Robert vaulted to his feet, and staggered toward the whimpering girl, carving wide circles in the air in her blindness as she advanced. Montaigne quickly cupped her elbow,
murmuring soothing words as he handed her to him. The laird staggered, and the magistrate led them to the pallet, where Robert fell down embracing her, scarcely aware that Montaigne had left them.

First she groped his face, her tiny fingers feeling for the very thing that all else shrank from, and, wonder of wonders, delighting in her find. Traveling down his neck to his shoulder, they grazed the linen bandages, and her smile dissolved as the dainty fingers searched its perimeter, discovering dampness where the oozing blood had not yet dried.
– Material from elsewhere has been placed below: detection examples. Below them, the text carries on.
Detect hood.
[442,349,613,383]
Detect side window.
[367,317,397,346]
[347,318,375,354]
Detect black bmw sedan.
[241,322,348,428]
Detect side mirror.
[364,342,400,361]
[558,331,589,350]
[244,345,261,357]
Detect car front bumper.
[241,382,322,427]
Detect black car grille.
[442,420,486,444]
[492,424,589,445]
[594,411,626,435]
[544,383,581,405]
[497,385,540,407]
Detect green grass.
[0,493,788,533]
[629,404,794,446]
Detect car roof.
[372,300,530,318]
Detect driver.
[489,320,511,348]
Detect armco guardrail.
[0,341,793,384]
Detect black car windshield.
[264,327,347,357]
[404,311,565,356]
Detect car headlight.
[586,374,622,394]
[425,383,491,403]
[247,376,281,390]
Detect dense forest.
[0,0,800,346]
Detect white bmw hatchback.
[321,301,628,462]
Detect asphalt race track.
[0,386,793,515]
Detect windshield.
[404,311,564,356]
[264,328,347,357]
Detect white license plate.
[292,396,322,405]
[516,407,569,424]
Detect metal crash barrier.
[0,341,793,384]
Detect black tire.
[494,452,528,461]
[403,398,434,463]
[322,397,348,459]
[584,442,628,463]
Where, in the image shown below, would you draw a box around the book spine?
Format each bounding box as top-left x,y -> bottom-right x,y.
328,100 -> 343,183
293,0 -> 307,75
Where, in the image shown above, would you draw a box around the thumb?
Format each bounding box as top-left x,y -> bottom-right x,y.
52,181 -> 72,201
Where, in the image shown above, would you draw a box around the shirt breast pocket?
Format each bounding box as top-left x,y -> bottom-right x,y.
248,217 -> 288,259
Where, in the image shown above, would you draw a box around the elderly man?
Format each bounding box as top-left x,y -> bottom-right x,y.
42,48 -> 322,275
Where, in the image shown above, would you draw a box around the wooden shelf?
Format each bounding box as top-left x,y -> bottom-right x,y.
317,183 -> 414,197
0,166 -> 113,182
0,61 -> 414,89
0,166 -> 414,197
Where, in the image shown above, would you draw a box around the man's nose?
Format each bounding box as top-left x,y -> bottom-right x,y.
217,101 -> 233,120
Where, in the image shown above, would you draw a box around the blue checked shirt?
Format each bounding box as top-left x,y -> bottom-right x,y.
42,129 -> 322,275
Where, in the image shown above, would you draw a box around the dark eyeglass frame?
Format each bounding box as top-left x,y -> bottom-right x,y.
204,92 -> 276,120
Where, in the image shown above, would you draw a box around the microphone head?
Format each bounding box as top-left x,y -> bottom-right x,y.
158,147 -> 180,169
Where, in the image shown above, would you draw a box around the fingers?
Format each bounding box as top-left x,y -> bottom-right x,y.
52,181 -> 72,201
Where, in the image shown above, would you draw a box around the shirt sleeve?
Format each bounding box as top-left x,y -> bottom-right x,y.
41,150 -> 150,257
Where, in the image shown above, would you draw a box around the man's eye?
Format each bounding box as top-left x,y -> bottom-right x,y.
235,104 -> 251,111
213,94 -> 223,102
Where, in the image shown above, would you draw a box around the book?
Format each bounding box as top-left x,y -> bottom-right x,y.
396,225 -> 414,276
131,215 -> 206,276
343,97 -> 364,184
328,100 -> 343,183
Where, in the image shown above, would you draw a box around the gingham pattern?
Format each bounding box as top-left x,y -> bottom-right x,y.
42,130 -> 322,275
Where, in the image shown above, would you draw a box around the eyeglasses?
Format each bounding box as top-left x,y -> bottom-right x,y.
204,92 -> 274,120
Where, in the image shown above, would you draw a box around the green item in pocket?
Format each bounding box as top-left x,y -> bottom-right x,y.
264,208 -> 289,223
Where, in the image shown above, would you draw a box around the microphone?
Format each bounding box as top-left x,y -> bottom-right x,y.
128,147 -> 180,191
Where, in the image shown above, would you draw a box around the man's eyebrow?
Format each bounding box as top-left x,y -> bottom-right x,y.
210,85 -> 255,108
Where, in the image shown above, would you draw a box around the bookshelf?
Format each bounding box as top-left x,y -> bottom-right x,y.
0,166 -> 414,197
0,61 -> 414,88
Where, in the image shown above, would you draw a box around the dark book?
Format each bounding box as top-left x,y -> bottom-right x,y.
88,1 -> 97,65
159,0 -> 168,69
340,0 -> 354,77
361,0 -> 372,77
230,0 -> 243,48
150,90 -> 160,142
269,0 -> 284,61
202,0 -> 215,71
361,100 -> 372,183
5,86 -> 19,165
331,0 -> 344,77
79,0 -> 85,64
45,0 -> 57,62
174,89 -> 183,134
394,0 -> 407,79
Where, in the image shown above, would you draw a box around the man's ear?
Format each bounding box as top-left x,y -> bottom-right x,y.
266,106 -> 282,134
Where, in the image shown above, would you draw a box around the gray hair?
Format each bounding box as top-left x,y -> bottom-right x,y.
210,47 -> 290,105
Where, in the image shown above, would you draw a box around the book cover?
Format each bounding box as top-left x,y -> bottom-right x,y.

“You are injured!” she cried. “This is not the same wound. It is the other shoulder. Did these that keep me do this?”

“No, lass, they have done me no harm,” Robert murmured. “Those that took you from the ruins did this whilst I was escaping. I had lost much blood by time it was tended, but it is not serious—not nearly as serious as the first.”

She settled down then, her posture relaxed somewhat as she lay beside him on the pallet where he’d fallen. Her closeness was excruciating ecstasy, every nerve ending in his lean, corded body awakened to the sensation of arousal invading his loins—every feathery light touch of her hands—her lips on his hair, on his face. In her innocent eagerness to express her sheer joy in his presence, wherever she touched him, she ignited a searing, swelling, all-consuming ache in the blood coursing through his veins—pounding relentlessly in his fogged brain. He was besotted with her, and, his pain forgotten, he drew her to him, fondling the softness of her breasts beneath the coarse homespun of her robe.

He took her lips, and her moan echoed in his throat as their tongues entwined. He wrenched her closer, fully aroused, and her gentle hand explored him. It was unimaginably sweet agony, the feather-light touch of those fingers inching beneath his codpiece. His heart leapt, and he groaned, wrenching her closer still.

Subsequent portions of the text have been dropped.